The researchers calculated the risk for delayed gastric emptying after intraoperative botulinum toxin injections to be 13.3% (95% CI, 7.9-18.6%) based on data from 365 participants in 8 studies. Similarly, the researchers calculated the risk for needing endoscopic pyloric intervention following intraoperative botulinum toxin injections to be 15.2% (95% CI, 7.9-22.5%) based on data from 308 participants in 7 studies.

Botulinum toxin injections did not decrease risk for delayed gastric emptying (odds ratio [OR], 0.57; 95% CI, 0.20-1.61; P =.29) or need for pyloric interventions (OR, 1.73; 95% CI, 0.42-7.12; P =.45) compared with no botulinum toxin injections.
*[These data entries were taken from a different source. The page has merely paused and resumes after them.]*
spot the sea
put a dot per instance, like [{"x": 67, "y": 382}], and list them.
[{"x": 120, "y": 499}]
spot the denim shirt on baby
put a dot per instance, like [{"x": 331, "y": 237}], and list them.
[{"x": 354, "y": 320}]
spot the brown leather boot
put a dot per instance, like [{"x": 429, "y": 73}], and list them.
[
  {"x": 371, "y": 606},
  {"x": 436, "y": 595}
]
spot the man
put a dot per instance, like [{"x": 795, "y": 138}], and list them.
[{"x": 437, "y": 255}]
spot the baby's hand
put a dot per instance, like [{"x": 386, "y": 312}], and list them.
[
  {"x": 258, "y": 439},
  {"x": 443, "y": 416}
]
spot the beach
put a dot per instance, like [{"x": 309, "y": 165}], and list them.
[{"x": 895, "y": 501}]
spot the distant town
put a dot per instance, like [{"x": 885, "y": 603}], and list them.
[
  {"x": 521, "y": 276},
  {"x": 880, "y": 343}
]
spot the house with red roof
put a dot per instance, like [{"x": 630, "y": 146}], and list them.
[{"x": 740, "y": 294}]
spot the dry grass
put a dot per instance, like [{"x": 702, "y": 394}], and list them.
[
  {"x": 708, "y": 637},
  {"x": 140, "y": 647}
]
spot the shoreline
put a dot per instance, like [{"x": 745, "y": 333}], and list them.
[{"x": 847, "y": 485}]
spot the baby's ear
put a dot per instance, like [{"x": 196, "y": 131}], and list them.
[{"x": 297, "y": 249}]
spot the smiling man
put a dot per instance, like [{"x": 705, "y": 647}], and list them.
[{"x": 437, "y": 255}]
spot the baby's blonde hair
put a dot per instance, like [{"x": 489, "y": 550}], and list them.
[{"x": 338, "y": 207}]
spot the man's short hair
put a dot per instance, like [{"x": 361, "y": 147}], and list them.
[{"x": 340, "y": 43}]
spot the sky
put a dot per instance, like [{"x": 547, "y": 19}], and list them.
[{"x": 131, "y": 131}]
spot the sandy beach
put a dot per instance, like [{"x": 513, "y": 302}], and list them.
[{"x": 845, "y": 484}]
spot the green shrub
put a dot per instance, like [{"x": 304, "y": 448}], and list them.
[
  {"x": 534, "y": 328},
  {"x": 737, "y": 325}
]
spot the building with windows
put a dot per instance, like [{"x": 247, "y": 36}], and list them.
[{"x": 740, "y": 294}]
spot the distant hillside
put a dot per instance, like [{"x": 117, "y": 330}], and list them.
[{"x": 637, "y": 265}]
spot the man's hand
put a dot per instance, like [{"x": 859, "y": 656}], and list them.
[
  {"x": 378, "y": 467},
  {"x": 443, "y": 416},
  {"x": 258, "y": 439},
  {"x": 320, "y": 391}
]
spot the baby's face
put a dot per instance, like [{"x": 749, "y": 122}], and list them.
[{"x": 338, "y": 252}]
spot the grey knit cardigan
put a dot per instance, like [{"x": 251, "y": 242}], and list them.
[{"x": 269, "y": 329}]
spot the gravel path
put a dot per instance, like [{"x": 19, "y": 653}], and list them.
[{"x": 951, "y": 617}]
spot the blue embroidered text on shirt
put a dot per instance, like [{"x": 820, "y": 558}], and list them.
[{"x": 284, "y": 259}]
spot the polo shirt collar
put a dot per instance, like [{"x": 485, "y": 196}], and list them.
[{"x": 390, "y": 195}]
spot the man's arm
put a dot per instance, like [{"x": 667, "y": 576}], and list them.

Intraoperative botulinum toxin injections also did not prove more effective than pyloroplasty in decreasing risk for delayed gastric emptying (OR, 0.85; 95% CI, 0.35-2.08; P =.73) or endoscopic pyloric intervention (OR, 8.20; 95% CI, 0.63-105.90; P =.11).

Following a meta-regression analysis, the researchers discovered that male biological sex decreased risk for delayed gastric emptying (coefficient: -0.007; P =.003). In contrast, age, surgical technique, cancer type, and botulinum toxin dose did not significantly affect delaying gastric emptying risk. None of these factors significantly affected the likelihood of the need for endoscopic pyloric intervention.

“Level 2 evidence suggests that intraoperative BT [botulinum toxin] injection may not improve the risk of DGE [delayed gastric emptying] and NEPI [need for pyloric intervention] in patients undergoing esophagectomy,” the study authors noted.

Study limitations include the retrospective design, risk for selection bias, and small sample sizes of heterogenous, included studies of moderate statistical power and quality that contained insufficient information about outcomes regarding the need for pyloric intervention after esophagectomy. Additionally, the need for more recent studies is required, since advancements in pyloric draining techniques and subsequent revisions in the definition of DGE may affect results.